NMFS Rejects MMC’s Nonimpulsive Acoustic Source Argument

The U.S. National Marine Fisheries Service has issued an Incidental Harassment Authorization to Hilcorp Alaska, LLC to take, by harassment, small numbers of marine mammals incidental to a shallow geohazard survey in the Beaufort Sea, Alaska, during the 2015 Arctic open-water season. This IHA is effective July 1, 2015, through September 30, 2015.

NMFS’ Federal Register notice of this final IHA responds to comments filed by the U.S. Marine Mammal Commission on the proposed IHA. There follows NMFS’ rejection of the MMC’s argument that “the sub-bottom profiler, echosounder, and other sonars are nonimpulsive acoustic sources and that NMFS should use the behavioral harassment threshold of 120 dB re 1 mPa instead of 160 dB”:

“Comment 1: The Commission states that the sub-bottom profiler, echosounder, and other sonars are nonimpulsive acoustic sources and that NMFS should use the behavioral harassment threshold of 120 dB re 1 mPa instead of 160 dB, which is the threshold for impulse sound. Further, the Commission recommends that NMFS require Hilcorp to monitor the larger 120-dB re 1 mPa harassment zone of 450 m for the purpose of enumerating marine mammal takes associated with the use of the sub-bottom profiler.

Response: NMFS does not agree with the Commission’s statement that signals from a sub-bottom profiler, echosounder, and other sonar equipment proposed to be used by Hilcorp are non-impulsive. In classifying underwater noise types, NMFS recognizes two categories: continuous sounds and intermittent sounds. Continuous sounds are those whose sound pressure level remains above that of the ambient sound, with negligibly small fluctuations in level (NIOSH, 1998; ANSI, 2005), while intermittent sounds are defined as sounds with interrupted levels of low or no sound (NIOSH, 1998). Thus, signals from sub-bottom profiler, echosounder, and other sonar equipment to be used by Hilcorp are not continuous sounds but rather intermittent sounds. Intermittent sounds can further be defined as either impulsive or nonimpulsive. Impulsive sounds have been defined as sounds that are typically transient, brief (< 1 sec), broadband, and consist of a high peak pressure with rapid rise time and rapid decay (ANSI, 1986; NIOSH, 1998). Signals from these sources to be used by Hilcorp also have durations that are typically very brief (< 1 sec), with temporal characteristics that more closely resemble those of impulsive sounds than non-impulsive sounds, which typically have more gradual rise times and longer decays (ANSI, 1995; NIOSH, 1998). With regard to behavioral thresholds, we therefore consider the temporal and spectral characteristics of signals from the subbottom profiler, echosounder, and other sonar equipment to be used by Hilcorp to more closely resemble those of an impulse sound than a continuous sound.
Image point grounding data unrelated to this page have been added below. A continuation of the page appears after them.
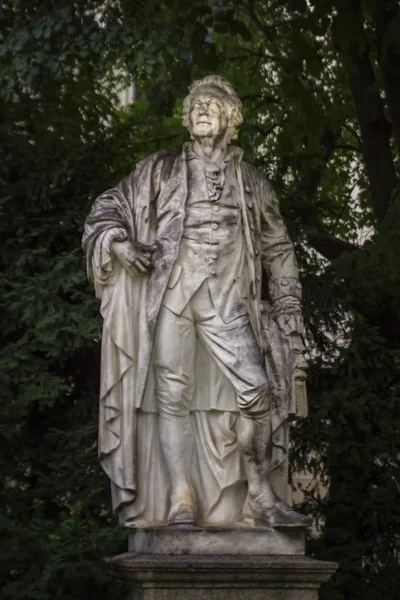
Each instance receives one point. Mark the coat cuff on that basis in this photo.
(284, 286)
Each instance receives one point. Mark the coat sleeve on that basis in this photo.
(113, 216)
(277, 251)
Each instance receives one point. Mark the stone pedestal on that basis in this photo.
(186, 563)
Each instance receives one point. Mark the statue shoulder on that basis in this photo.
(254, 177)
(161, 159)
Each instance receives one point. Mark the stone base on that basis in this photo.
(216, 540)
(188, 577)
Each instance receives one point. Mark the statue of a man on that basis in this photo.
(176, 253)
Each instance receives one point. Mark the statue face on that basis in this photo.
(209, 116)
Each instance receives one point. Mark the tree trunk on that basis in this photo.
(374, 126)
(385, 14)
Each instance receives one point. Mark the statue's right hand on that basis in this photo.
(133, 256)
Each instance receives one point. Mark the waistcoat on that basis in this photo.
(212, 244)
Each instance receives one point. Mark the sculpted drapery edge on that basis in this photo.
(148, 206)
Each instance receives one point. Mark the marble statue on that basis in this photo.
(199, 376)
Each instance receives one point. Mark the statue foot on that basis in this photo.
(278, 516)
(182, 509)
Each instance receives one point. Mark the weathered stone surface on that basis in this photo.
(199, 375)
(159, 577)
(190, 540)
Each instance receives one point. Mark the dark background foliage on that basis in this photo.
(320, 84)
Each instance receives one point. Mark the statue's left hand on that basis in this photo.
(133, 256)
(289, 320)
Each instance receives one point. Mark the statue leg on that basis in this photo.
(174, 354)
(235, 349)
Therefore, NMFS considers that using the 160 dB re 1 mPa threshold for Level B harassment for marine mammal noise exposure by Hilcorp’s sub-bottom profiler is more appropriate than the continuous threshold of 120 dB re 1 mPa. Subsequently, the Level B zone of influence (ZOI) is established as the isopleths where the received level is 160 dB re 1 mPa and higher, which will be monitored by the protected species observers (PSOs).”